В результате этого он украл общественные деньги, семьдесят копеек, купил арбуз и, забравшись в самый дальний угол двора, там прикончил его один, как и было задумано.
Это было легкомысленно, глупо и, главное, сейчас же обнаружилось: Саня Тузиков наткнулся на него, когда он пожирал последние куски и выгладывал до белого мяса корки. Щеки у него были все красные от арбузного сока. Он так и застыл в тот момент, когда вгрызся в круглое донышко арбуза, держа его обеими руками.
Отряд в своей основе был настолько крепок и не заражен кумовством, что этот поступок в тот же момент был отдан на суд общественности.
В кустах было несколько экстренных заседаний, при чем даже малолетние, - которые пострадали всего, может быть, на какую-нибудь копейку, - принимали самое активное участие в обсуждении факта позорного разложения одного из старейших членов отряда. На мгновение пошатнулась у всех вера: кому же можно доверять? кому поручить кассу отряда? Массы еще были слабы по своему малолетству и считать в большинстве случаев могли только до десяти.

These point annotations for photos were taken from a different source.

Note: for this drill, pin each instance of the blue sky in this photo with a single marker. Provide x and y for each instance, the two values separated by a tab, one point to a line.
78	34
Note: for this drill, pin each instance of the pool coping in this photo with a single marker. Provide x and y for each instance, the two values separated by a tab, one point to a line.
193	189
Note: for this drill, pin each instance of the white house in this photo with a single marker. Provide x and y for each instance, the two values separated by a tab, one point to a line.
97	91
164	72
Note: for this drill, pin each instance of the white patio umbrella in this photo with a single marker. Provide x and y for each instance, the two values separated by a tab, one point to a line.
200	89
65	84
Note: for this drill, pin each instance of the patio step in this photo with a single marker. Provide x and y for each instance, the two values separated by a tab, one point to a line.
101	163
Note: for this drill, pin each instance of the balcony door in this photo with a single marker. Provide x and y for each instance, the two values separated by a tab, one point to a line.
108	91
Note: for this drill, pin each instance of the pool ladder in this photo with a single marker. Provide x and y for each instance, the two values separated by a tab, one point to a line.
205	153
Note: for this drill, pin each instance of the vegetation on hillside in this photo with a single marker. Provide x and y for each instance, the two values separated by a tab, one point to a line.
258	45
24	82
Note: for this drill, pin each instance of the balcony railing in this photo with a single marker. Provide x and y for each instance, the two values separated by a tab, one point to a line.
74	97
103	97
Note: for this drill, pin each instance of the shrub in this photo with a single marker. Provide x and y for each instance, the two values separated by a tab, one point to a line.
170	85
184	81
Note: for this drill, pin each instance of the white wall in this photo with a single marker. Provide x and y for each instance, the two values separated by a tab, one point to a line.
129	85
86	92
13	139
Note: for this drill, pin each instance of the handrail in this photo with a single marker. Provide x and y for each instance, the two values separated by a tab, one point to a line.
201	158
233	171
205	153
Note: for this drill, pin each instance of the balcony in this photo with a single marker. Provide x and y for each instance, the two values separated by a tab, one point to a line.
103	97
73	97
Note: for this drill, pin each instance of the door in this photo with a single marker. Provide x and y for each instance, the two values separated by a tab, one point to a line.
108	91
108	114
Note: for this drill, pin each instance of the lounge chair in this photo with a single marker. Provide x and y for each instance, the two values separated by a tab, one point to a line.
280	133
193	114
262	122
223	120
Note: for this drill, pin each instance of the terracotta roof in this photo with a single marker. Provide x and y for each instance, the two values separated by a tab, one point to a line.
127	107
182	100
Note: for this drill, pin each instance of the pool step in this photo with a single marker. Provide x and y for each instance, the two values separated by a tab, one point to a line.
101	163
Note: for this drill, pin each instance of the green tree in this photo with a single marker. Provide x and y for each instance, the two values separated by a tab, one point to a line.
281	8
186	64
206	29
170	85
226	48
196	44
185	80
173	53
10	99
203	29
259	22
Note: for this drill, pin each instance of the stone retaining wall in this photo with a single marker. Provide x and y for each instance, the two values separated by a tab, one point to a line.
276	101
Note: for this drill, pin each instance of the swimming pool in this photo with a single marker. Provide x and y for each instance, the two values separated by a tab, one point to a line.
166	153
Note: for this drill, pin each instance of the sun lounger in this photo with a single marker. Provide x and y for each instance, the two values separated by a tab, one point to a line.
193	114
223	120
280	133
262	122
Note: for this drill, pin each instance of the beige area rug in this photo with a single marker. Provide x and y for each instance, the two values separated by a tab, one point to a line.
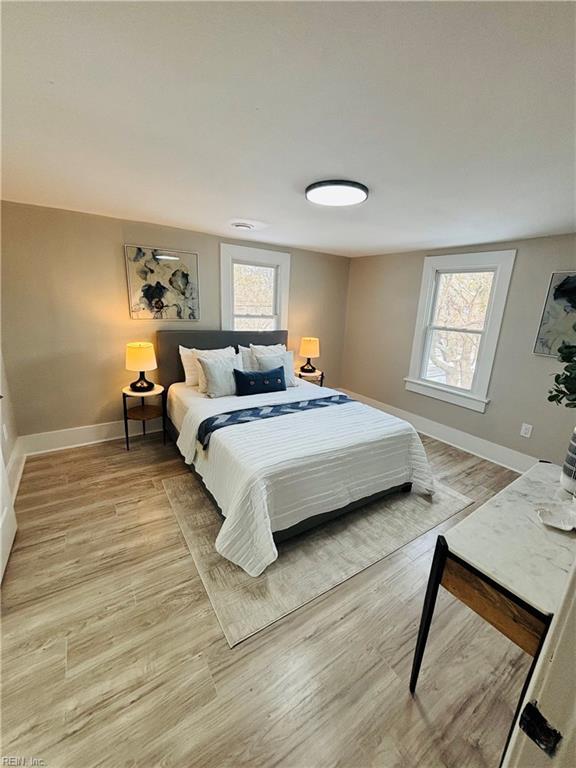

Печонкин сам, кажется, был убит своим провалом больше всех. Никто еще не видел его в таком униженном состоянии, когда он клялся и божился (его остановили, указав на нецелесообразность приема), клялся, что это первый и последний раз. Он обещал немедленно покрыть растраченные суммы. Когда у него спросили, из каких это он источников покроет, Печонкин замялся и сказал, что украдет у матери. Все были озадачены. Получился заколдованный круг: один раз украл, а теперь для исправления своего греха будет второй раз красть, хотя и у матери, т. е. у чуждого элемента. Этот вопрос дебатировали на нескольких заседаниях и всё-таки не могли прийти ни к какому определенному заключению.
Наконец, постановили, чтобы к краже (или выемке, как определял Печонкин) не прибегать, потому что тогда вовсе не разберешься и не найдешь границы между законным и незаконным пополнением кассы. Предложено было покрыть растрату в рассрочку.
Отряд к этому времени благодаря вступлению новых членов увеличился количественно и получил большой авторитет среди населения дома. Тем чувствительнее был для него неожиданный удар - обнаружившееся загнивание в самом сердце отряда.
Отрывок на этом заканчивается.